Separate directorate for public health yet to see light of day

It could have helped government effectively tackle infectious diseases

Updated - September 10, 2020 10:58 am IST

Published - September 09, 2020 06:31 pm IST - Kozhikode

A proposal in the State Health Policy to carve out a separate directorate for public health, which could have helped the government effectively tackle infectious diseases such as COVID-19, is still gathering dust. There is no move to merge health workers and officials in departments such as food safety and pollution control under one umbrella to rein in future challenges in public health too, say experts.

A senior health official told The Hindu that the plan was to have the directorate of public health to handle works related to prevention and control of diseases as well as immunisation campaigns and a directorate of clinical services to cover the functioning of hospitals. The Directorate of Medical Education would continue to cover medical education and colleges.

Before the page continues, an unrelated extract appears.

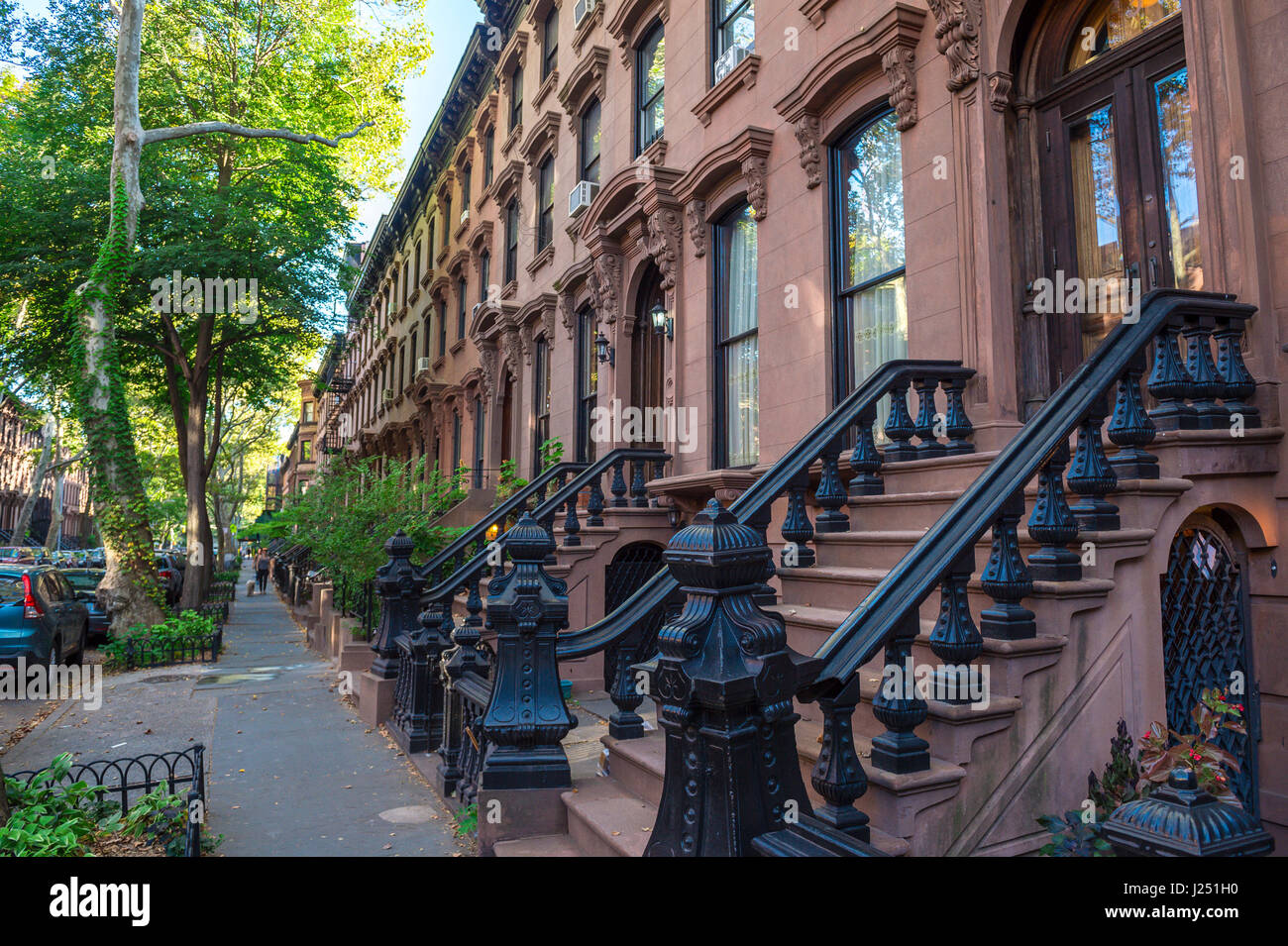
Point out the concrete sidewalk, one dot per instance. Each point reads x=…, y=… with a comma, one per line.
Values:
x=291, y=770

These would be under the Director-General Health (Modern Medicine). Though the State Cabinet had approved the policy in January 2019, the directorate was yet to be formed.

The government recently brought out five sections within the Department of Local Self-Government under one service and also formed a ‘public health and environment wing’ as part of it. However, public health professionals in panchayats such as health inspectors, who are attached to the Directorate of Health Services and perform ground-level duties such as disease control and awareness sessions, were not included within its ambit.

As per the 2011 Census, over 50% of the State’s population live in grama panchayat limits. Municipalities and city corporations have their own health wing though their work is mostly related to overseeing issuance of licences, sanitation, and inspections.

A senior community medicine expert from the Government Medical College, Manjeri, pointed out that merging the public health staff under the Directorate of Health Services, those under municipalities and city corporations, and the staff attached to the Department of Food Safety and pollution control boards to form a unified public health cadre would help streamline the work right now done by different sections.

“The public health cadre should focus on environmental health, waste management, pollution control, food safety, recycling, water quality management, lifestyle disease control, and enforcement of health laws,” he said. He also pointed out that one of the pay revision commissions had earlier highlighted the underutilisation of skills of trained health inspectors and recommended to the government to effectively use their services to improve public health.